Não é bem assim, diz Solomon. O ex- procurador-geral informou que, quando Biden fez sua solicitação, havia dois inquéritos em aberto, sobre evasão de taxas e lavagem de dinheiro, os quais só foram encerrados em 2017.
Levando tudo isso em conta, não seria inadequado presumir que Biden poderia ter forçado o presidente Poroshenko a substituir Shotin por alguém pronto a maneirar com a Burisma, justificando-se assim os polpudos honorários pagos a Hunter.
Evidentemente todos estes fatos não são conclusivos. Baseiam-se em informações e depoimentos que precisam ser devidamente checados. Faltam evidências. Mesmo assim, o pré-candidato a presidente pelo Partido Democrático tem obrigação de rebater os indícios levantados por Solomon.
No seu artigo, o jornalista investigativo apresenta outros indícios contra a posição de Joe Biden. Mas aquelas aqui focalizadas devem ser mais relevantes. O repórter termina suas revelações com duas perguntas, para ele, fundamentais.
Não
seria impróprio eticamente, ou mesmo ilegal, que Biden interviesse para
despedir o procurador que estava processando o caso da Burisma, considerando os
interesses do seu filho?
Teria Biden dado à opinião pública honesta narração do que aconteceu?
Por enquanto, Biden não respondeu. The Donald tem preferido optar por xingamentos e
declarações tolas na sua tentativa de destruir seu contendor. Provavelmente o
ex-vice não se preocupa em contestar as críticas de Solomon, porque elas ainda
não devem ter chegado a um número razoável de eleitores.
Quanto a Trump,penso que deve estar incerto entre continuar concentrando seus
tiros em Biden ou mudar de alvo. Afinal Elizabeth Warren disparou na corrida e
já empatou com o ex companheiro de Barack Obama.
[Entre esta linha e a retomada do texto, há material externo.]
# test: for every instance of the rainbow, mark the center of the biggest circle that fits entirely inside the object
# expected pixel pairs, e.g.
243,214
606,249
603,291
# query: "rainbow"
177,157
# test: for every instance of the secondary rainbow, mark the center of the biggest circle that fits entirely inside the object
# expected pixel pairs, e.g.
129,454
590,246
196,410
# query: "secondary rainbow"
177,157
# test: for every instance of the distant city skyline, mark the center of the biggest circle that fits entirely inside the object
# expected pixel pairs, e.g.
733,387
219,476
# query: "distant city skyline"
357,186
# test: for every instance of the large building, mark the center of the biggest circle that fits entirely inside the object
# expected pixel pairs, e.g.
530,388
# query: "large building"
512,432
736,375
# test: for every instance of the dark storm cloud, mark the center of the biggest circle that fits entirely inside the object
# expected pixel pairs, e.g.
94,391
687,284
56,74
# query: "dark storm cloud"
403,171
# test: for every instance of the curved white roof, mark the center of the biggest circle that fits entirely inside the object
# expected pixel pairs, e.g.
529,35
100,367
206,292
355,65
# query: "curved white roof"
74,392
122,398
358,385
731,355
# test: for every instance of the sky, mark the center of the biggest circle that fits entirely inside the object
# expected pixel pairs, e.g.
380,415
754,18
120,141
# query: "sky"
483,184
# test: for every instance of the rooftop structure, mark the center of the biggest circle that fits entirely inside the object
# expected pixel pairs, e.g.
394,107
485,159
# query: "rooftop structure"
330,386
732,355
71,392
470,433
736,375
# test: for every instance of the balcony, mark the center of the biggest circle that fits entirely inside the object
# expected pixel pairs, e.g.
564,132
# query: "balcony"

Na seis últimas pesquisas de
diferentes empresas da área, apresentadas pela Real Clear Politics, a pré-candidata
progressista vence em quatro. Breve haverá a primeira pré-eleição do Partido
Democrático, em Iowa. Se Warren derrotar seu adversário, ninguém mais a segura.
Acho que em todos os comentários sobre o lance de Biden na Ucrânia, não se
falou sobre um aspecto até que grave: a violação da soberania da Ucrânia pela
intervenção de um representante do governo de Washington. Entendo que os EUA se
preocupem com a saúde econômica da sua aliada Ucrânia. Por fazer fronteira com
a Rússia, esse país é um precioso trunfo para a política internacional de
Washington. Condicionar financiamentos a ações contra a corrupção instalada
largamente no país, seria perfeitamente legítimo.
Mas exigir demissões de autoridades estrangeiras e até sua substituição por
gente amiga, passa da conta, é violação clara da soberania ucraniana.
Por sinal, tratava-se de um procedimento comum no mundo comunista, via União
Soviéticas, veementemente condenado pelo Ocidente, sob a liderança dos EUA, na
guerra fria.
Não se trata de um precedente dos mais respeitáveis.